Un proverbe juif prétend qu’« on ne peut que donner deux choses à ses enfants : des racines et des ailes », car il faut pour oser prendre son envol, des racines bien solides, une terre où l’on pourra revenir se reposer, des lieux pour se ressourcer et retrouver de la force pour mieux repartir. L’envol est un incessant aller-retour entre la terre et le ciel.
Pour cela, les racines ne doivent pas nous retenir. Être enraciné, ce n’est pas être enterré. Regardez l’arbre : il puise sa sève dans la terre pour ensuite se dresser vers le ciel, car l’arbre vole, c’est évident. Son seul souhait est de s’élever vers le ciel. L’arbre est un mangeur de terre et un buveur de ciel. Regardez-le déployer ses feuilles comme des voiles au vent et frémir, à la moindre brise, du désir de s’envoler.

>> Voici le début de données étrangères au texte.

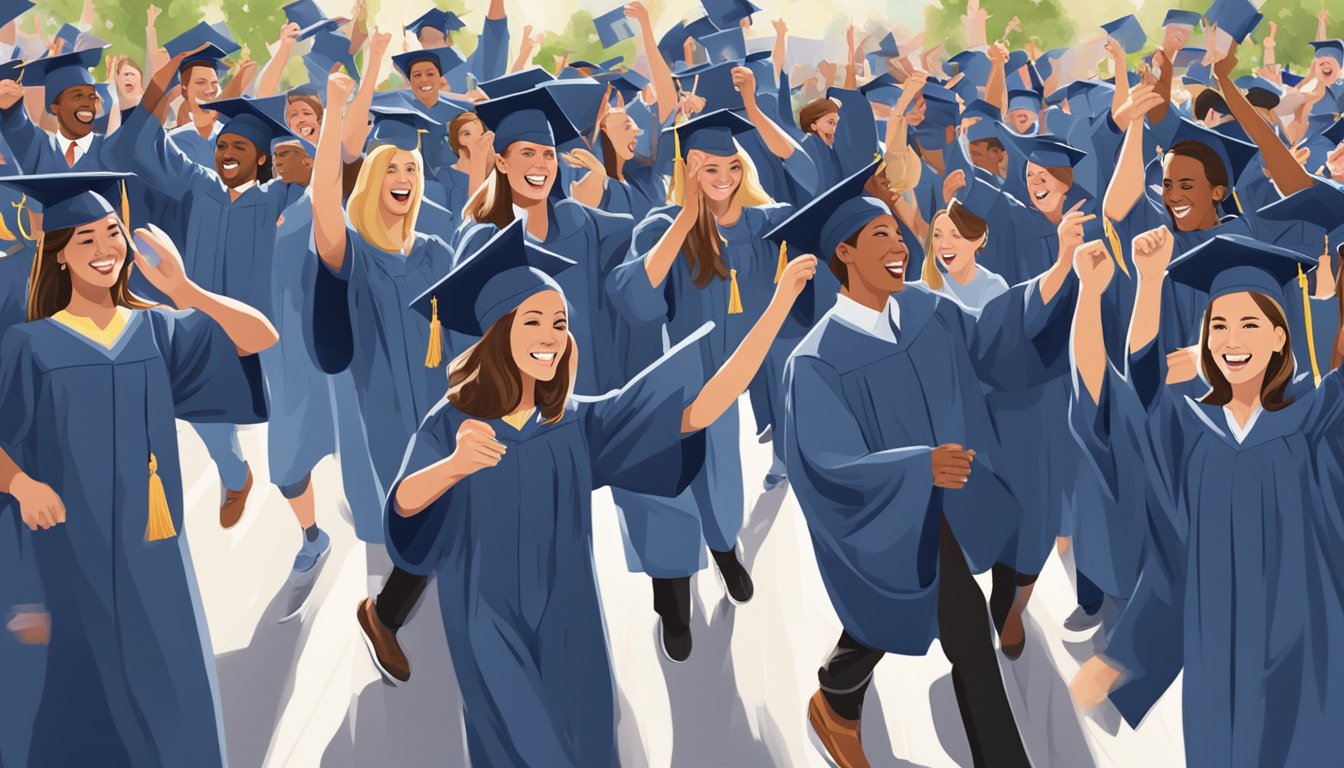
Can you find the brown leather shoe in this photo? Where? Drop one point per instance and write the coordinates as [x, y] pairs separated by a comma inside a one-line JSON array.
[[382, 644], [839, 736], [235, 502]]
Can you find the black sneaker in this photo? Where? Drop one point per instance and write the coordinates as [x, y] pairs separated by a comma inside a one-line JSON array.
[[737, 581]]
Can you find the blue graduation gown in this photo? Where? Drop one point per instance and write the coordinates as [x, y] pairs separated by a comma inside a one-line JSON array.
[[129, 651], [859, 460], [512, 546], [1238, 589], [363, 323]]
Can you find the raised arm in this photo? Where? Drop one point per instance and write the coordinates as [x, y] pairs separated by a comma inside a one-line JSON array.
[[723, 389], [328, 215]]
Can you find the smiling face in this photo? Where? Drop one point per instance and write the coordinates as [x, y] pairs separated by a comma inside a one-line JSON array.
[[878, 258], [530, 168], [539, 335], [96, 253], [237, 159], [1046, 191], [75, 109], [1241, 338]]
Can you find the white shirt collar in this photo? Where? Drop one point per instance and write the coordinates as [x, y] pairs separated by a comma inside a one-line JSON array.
[[868, 320]]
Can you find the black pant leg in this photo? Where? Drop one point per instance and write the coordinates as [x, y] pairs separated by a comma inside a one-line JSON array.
[[968, 643]]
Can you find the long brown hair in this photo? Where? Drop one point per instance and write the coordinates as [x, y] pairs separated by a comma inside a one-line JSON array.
[[484, 381], [49, 285], [1277, 375]]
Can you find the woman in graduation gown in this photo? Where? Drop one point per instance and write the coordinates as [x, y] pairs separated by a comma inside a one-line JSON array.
[[1238, 589], [371, 269], [496, 492], [97, 379]]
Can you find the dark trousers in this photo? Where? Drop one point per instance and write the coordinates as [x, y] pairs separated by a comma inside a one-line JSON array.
[[968, 643], [399, 595]]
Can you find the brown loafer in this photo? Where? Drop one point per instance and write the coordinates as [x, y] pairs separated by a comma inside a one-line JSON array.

Que vous soyez arbre, ou Pégase, allégez-vous, envolez-vous car, comme le disait Hadewijch d'Anvers : « Les plus belles fleurs flétrissent, hélas, et les oiseaux meurent. Ce qui reste intact, ce sont les floraisons et les envols. »

Jean BAUWIN
Septembre 2014

Et peut-être plus haut, extrait de Contes des sages juifs, chrétiens et musulmans par Jean-Jacques Fdida, Paris, Seuil, 2006.